May be selected for a continuous interval Chris day [L, R & lt] [ L , R & lt ], each filled region of this interval, the allowed depth to reduce sag . 1 1 When selection interval, required to ensure that, within each region sag depth interval before the filling is not 0 0
Chris Hope you can help him design a solution that can in the shortest possible time the whole depth of the sunken roads have become 0 0
Input Format
Input file contains two lines, the first line contains an integer n- n-, represents the length of the road. The second line contains n- n-integers, separated by a space between adjacent two numbers, the first I I is the integer D_i D I .
Output Format
The output file contains only one integer, that requires a minimum number of days to complete the task.
Sample input and output
Description / Tips
Sample [explain]
One possible preferred embodiment is select: [1,6] [ 1 , 6 ], [1,6] [ 1 , 6 ], [1,2] [ 1 , 2 ], [1,1] [ 1 , 1 ], [4,6] [ 4 , 6 ], [4,4] [ 4 , 4 ], [4,4] [ 4 , 4 ], [6,6] [ 6 , 6 ], [6,6] [ 6 , 6 ].

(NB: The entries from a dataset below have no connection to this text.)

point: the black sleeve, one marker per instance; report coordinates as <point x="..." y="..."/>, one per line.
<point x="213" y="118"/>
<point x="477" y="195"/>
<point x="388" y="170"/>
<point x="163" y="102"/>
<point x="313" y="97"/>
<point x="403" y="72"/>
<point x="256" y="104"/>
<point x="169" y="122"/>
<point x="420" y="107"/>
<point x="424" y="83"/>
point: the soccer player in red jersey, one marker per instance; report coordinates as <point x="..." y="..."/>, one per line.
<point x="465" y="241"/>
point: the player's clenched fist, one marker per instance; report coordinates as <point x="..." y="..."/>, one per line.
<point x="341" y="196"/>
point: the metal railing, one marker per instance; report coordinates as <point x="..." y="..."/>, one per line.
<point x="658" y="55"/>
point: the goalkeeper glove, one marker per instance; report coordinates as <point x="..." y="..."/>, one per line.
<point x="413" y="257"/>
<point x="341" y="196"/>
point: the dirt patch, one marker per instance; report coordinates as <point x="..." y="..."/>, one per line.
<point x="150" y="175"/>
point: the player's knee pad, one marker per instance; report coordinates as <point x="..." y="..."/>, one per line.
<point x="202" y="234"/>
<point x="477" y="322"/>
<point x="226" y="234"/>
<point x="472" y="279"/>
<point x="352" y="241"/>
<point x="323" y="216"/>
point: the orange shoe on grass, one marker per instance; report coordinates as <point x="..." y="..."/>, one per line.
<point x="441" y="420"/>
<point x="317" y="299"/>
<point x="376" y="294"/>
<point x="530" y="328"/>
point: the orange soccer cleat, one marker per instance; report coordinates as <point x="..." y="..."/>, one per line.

[Agreed] with the scale data
For 30 \% . 3 0 % of the data, . 1 ≤ n-≤ 10 . 1 ≤ n- ≤ . 1 0;
for 70 \% . 7 0 % of the data, . 1 ≤ n-≤ 1000 . 1 ≤ n- ≤ . 1 0 0 0;
for 100 \% . 1 0 0 % of the data, . 1 ≤ ≤ n-100000, 10000 ≤ 0 ≤ D_i . 1 ≤ n- ≤ . 1 0 0 0 0 0 , 0 ≤ D I ≤ . 1 0 0 0 0.
The questions I saw after the first feeling is as if it should be very simple and seemed to be very difficult
According to my impression that I had done a similar title
I remember it was like this
And then the original number as 432 535 between the two numbers the number of columns in each adjacent adds up to is that 1 + 1 + 2 + 3 + 2 = 9 things really there is a coincidence it? I have incredible eh
Let us give an example to try
1234561 + 1 + 1 + 1 + 1 = 5 vicissitudes over the death of my son should be 6 times
234 711 + 1 + 3 + 6 = 11 ah nor should be 7
Stop, stop must be the wrong place
Always feel poor and count is a positive solution
Well we still have eight children to being the first to prove it to look at it
Example, there are two pits of pits immediately preceding pit after
Pit depth of 5 pit depth is 2 then cut together affirmative decision this time as long as 1 minus 5 5 3 2 will follow disappear together
That! ! ! ! !
We enumerate the front to back if a [i]> a [i-1] then set a sum accumulator sum + = a [i] -a [i-1]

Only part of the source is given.